Look for people with the right attitude . The shop owner in shop A knows what he is doing is not right. He is just not going to do anything about for one reason or another. So, you first have to make a commitment to to things right yourself and then surround yourself with people that want to do things right. If you start doing things right then, things start goiing right.
The employees you see in the work place will fall off into three basic categories . Quitters, campers and climbers. I know it is not right to put people in categories but, for discussion purposes , let’s make an exception this time. Because, if you are going to become a climber , you need to get some employees to climb with.
Remember, the most profitable shops do what is right all the time no matter what. Let’s look at the characteristics of quitters , campers and climbers so you will know how to spot them when you see them.
- Quitters do right only if they have to or if it is not too hard and it benefits them. Even then, they will usually find a way to quit . They usually are transient because they can not keep a job. They come in late to work , miss work, they are hard to get along with, not team players, inflexible,and they know it all so, they do not need to or want to learn. They don't want to climb with you. They don’t even want to camp with you.
- Campers do right if it it is not too hard to do and does not take them out of their comfort zone. They come to work everyday and are rarely late. They are good team players only if you do not ask them to get out of their routine. They are not flexible and are highly resistant to change.They do not want to learn. Campers hate change. They like things just the way they are. They do not like to get out of their comfort zone. They don't want to climb with you. They just want to stay at the camp site.
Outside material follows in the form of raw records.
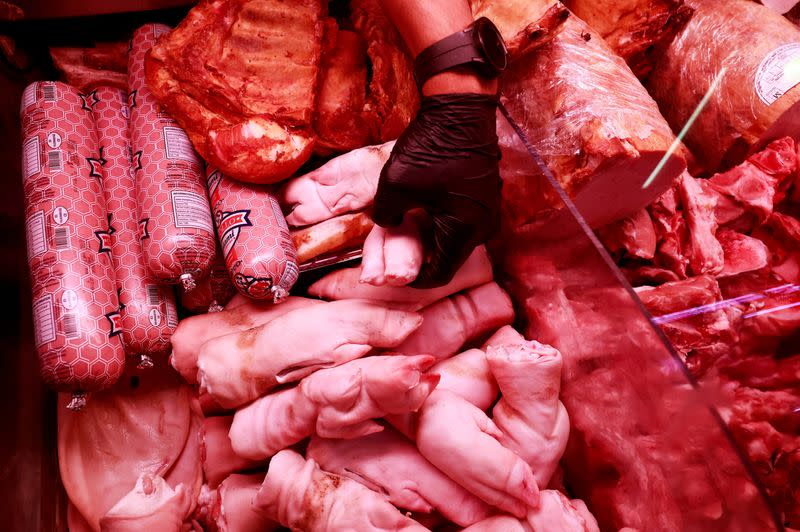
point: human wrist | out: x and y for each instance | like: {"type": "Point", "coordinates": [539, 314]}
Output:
{"type": "Point", "coordinates": [459, 80]}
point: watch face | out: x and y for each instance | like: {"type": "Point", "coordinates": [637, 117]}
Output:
{"type": "Point", "coordinates": [491, 42]}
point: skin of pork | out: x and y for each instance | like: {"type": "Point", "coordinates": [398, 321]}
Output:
{"type": "Point", "coordinates": [345, 284]}
{"type": "Point", "coordinates": [339, 402]}
{"type": "Point", "coordinates": [389, 464]}
{"type": "Point", "coordinates": [237, 368]}
{"type": "Point", "coordinates": [465, 316]}
{"type": "Point", "coordinates": [151, 505]}
{"type": "Point", "coordinates": [299, 495]}
{"type": "Point", "coordinates": [194, 331]}
{"type": "Point", "coordinates": [460, 440]}
{"type": "Point", "coordinates": [346, 183]}
{"type": "Point", "coordinates": [534, 423]}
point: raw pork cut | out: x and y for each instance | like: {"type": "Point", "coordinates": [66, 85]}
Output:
{"type": "Point", "coordinates": [339, 120]}
{"type": "Point", "coordinates": [299, 495]}
{"type": "Point", "coordinates": [593, 124]}
{"type": "Point", "coordinates": [460, 440]}
{"type": "Point", "coordinates": [194, 331]}
{"type": "Point", "coordinates": [534, 423]}
{"type": "Point", "coordinates": [389, 464]}
{"type": "Point", "coordinates": [392, 97]}
{"type": "Point", "coordinates": [339, 402]}
{"type": "Point", "coordinates": [450, 323]}
{"type": "Point", "coordinates": [140, 426]}
{"type": "Point", "coordinates": [344, 184]}
{"type": "Point", "coordinates": [344, 284]}
{"type": "Point", "coordinates": [239, 367]}
{"type": "Point", "coordinates": [343, 232]}
{"type": "Point", "coordinates": [393, 255]}
{"type": "Point", "coordinates": [151, 505]}
{"type": "Point", "coordinates": [638, 30]}
{"type": "Point", "coordinates": [231, 508]}
{"type": "Point", "coordinates": [219, 459]}
{"type": "Point", "coordinates": [746, 108]}
{"type": "Point", "coordinates": [240, 77]}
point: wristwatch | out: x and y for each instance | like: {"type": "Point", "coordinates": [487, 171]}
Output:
{"type": "Point", "coordinates": [480, 47]}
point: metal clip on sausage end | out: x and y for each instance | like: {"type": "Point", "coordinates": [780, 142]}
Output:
{"type": "Point", "coordinates": [278, 294]}
{"type": "Point", "coordinates": [188, 282]}
{"type": "Point", "coordinates": [77, 402]}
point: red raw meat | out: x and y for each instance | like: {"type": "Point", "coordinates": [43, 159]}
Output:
{"type": "Point", "coordinates": [241, 77]}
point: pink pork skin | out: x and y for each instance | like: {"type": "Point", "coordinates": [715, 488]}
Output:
{"type": "Point", "coordinates": [299, 495]}
{"type": "Point", "coordinates": [345, 284]}
{"type": "Point", "coordinates": [389, 464]}
{"type": "Point", "coordinates": [237, 368]}
{"type": "Point", "coordinates": [452, 322]}
{"type": "Point", "coordinates": [460, 440]}
{"type": "Point", "coordinates": [339, 402]}
{"type": "Point", "coordinates": [534, 422]}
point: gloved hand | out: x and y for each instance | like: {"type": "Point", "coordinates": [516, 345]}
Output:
{"type": "Point", "coordinates": [447, 163]}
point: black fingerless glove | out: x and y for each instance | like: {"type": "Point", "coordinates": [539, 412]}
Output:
{"type": "Point", "coordinates": [447, 163]}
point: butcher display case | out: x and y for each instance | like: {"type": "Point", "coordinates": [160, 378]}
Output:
{"type": "Point", "coordinates": [666, 270]}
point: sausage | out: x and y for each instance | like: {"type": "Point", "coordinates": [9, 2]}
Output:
{"type": "Point", "coordinates": [258, 249]}
{"type": "Point", "coordinates": [175, 224]}
{"type": "Point", "coordinates": [212, 292]}
{"type": "Point", "coordinates": [149, 316]}
{"type": "Point", "coordinates": [76, 316]}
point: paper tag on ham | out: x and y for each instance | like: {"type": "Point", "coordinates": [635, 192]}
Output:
{"type": "Point", "coordinates": [778, 72]}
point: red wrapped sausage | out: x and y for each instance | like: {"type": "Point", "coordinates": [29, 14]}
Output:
{"type": "Point", "coordinates": [175, 224]}
{"type": "Point", "coordinates": [258, 249]}
{"type": "Point", "coordinates": [75, 308]}
{"type": "Point", "coordinates": [212, 292]}
{"type": "Point", "coordinates": [148, 309]}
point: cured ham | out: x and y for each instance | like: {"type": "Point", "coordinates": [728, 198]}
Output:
{"type": "Point", "coordinates": [338, 402]}
{"type": "Point", "coordinates": [239, 367]}
{"type": "Point", "coordinates": [262, 58]}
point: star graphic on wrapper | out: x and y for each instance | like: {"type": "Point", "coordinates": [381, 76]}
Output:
{"type": "Point", "coordinates": [136, 163]}
{"type": "Point", "coordinates": [144, 229]}
{"type": "Point", "coordinates": [119, 299]}
{"type": "Point", "coordinates": [115, 323]}
{"type": "Point", "coordinates": [96, 165]}
{"type": "Point", "coordinates": [89, 100]}
{"type": "Point", "coordinates": [105, 241]}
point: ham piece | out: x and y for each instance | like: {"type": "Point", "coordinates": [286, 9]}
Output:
{"type": "Point", "coordinates": [239, 367]}
{"type": "Point", "coordinates": [593, 124]}
{"type": "Point", "coordinates": [388, 463]}
{"type": "Point", "coordinates": [219, 459]}
{"type": "Point", "coordinates": [140, 426]}
{"type": "Point", "coordinates": [344, 184]}
{"type": "Point", "coordinates": [339, 402]}
{"type": "Point", "coordinates": [534, 422]}
{"type": "Point", "coordinates": [151, 505]}
{"type": "Point", "coordinates": [742, 112]}
{"type": "Point", "coordinates": [240, 78]}
{"type": "Point", "coordinates": [637, 30]}
{"type": "Point", "coordinates": [194, 331]}
{"type": "Point", "coordinates": [465, 316]}
{"type": "Point", "coordinates": [460, 440]}
{"type": "Point", "coordinates": [299, 495]}
{"type": "Point", "coordinates": [344, 284]}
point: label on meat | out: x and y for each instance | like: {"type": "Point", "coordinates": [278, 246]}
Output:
{"type": "Point", "coordinates": [35, 235]}
{"type": "Point", "coordinates": [31, 164]}
{"type": "Point", "coordinates": [44, 323]}
{"type": "Point", "coordinates": [778, 73]}
{"type": "Point", "coordinates": [191, 210]}
{"type": "Point", "coordinates": [178, 144]}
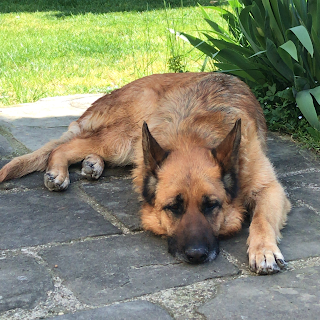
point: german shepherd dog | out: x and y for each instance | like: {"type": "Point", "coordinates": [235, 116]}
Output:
{"type": "Point", "coordinates": [198, 143]}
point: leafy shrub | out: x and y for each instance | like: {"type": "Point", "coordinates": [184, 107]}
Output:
{"type": "Point", "coordinates": [270, 44]}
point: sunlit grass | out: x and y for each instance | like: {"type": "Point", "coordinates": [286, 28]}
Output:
{"type": "Point", "coordinates": [48, 53]}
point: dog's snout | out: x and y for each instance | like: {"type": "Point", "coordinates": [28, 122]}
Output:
{"type": "Point", "coordinates": [197, 254]}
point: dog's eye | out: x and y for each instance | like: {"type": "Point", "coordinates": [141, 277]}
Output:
{"type": "Point", "coordinates": [208, 206]}
{"type": "Point", "coordinates": [176, 207]}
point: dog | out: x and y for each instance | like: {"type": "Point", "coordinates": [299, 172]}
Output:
{"type": "Point", "coordinates": [198, 145]}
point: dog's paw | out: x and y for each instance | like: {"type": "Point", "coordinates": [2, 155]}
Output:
{"type": "Point", "coordinates": [265, 259]}
{"type": "Point", "coordinates": [92, 167]}
{"type": "Point", "coordinates": [55, 182]}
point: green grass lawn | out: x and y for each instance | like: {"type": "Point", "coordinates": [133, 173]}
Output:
{"type": "Point", "coordinates": [65, 47]}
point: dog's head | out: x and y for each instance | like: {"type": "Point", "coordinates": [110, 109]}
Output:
{"type": "Point", "coordinates": [190, 194]}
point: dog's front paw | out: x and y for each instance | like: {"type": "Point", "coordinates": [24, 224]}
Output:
{"type": "Point", "coordinates": [92, 167]}
{"type": "Point", "coordinates": [56, 182]}
{"type": "Point", "coordinates": [265, 259]}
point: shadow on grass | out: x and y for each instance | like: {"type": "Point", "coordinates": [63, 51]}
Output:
{"type": "Point", "coordinates": [74, 7]}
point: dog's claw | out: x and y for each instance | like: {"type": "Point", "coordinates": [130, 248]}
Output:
{"type": "Point", "coordinates": [53, 183]}
{"type": "Point", "coordinates": [266, 261]}
{"type": "Point", "coordinates": [92, 167]}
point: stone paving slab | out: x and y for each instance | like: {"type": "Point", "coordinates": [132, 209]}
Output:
{"type": "Point", "coordinates": [123, 267]}
{"type": "Point", "coordinates": [304, 187]}
{"type": "Point", "coordinates": [34, 124]}
{"type": "Point", "coordinates": [301, 237]}
{"type": "Point", "coordinates": [118, 197]}
{"type": "Point", "coordinates": [23, 283]}
{"type": "Point", "coordinates": [288, 295]}
{"type": "Point", "coordinates": [38, 217]}
{"type": "Point", "coordinates": [286, 156]}
{"type": "Point", "coordinates": [78, 270]}
{"type": "Point", "coordinates": [135, 310]}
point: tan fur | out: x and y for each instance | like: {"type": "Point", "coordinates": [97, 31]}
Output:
{"type": "Point", "coordinates": [186, 160]}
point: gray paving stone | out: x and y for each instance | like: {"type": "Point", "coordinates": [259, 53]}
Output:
{"type": "Point", "coordinates": [5, 148]}
{"type": "Point", "coordinates": [301, 237]}
{"type": "Point", "coordinates": [37, 217]}
{"type": "Point", "coordinates": [135, 310]}
{"type": "Point", "coordinates": [23, 283]}
{"type": "Point", "coordinates": [123, 267]}
{"type": "Point", "coordinates": [304, 187]}
{"type": "Point", "coordinates": [286, 156]}
{"type": "Point", "coordinates": [289, 295]}
{"type": "Point", "coordinates": [118, 197]}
- Climbers do right every time no matter how hard it is to do.They come to work every day and are never late. They are good team players . They are flexible to change and want to learn. They follow shop policies and procedures. This type of employee is not afraid of heights.They are the climbers.They want to climb with you.
The people you hire do not have to be the smartest kids on the block, but they do need to have a good attitude. Like Zig Ziglar, the greatest motivator that ever lived says “Your attitude, not your aptitude, will determine your altitude ". You will need some good climbers on your team if you are going to reach the top of the mountain together.
I would like to wish everyone a Happy New Year and issue a challenge to you to all. Make your New Years resolution this year to have a good attitude no matter what. Take it into the shop with you every day next year and see what happens. Who knows, maybe your customers will start having a better attitude too.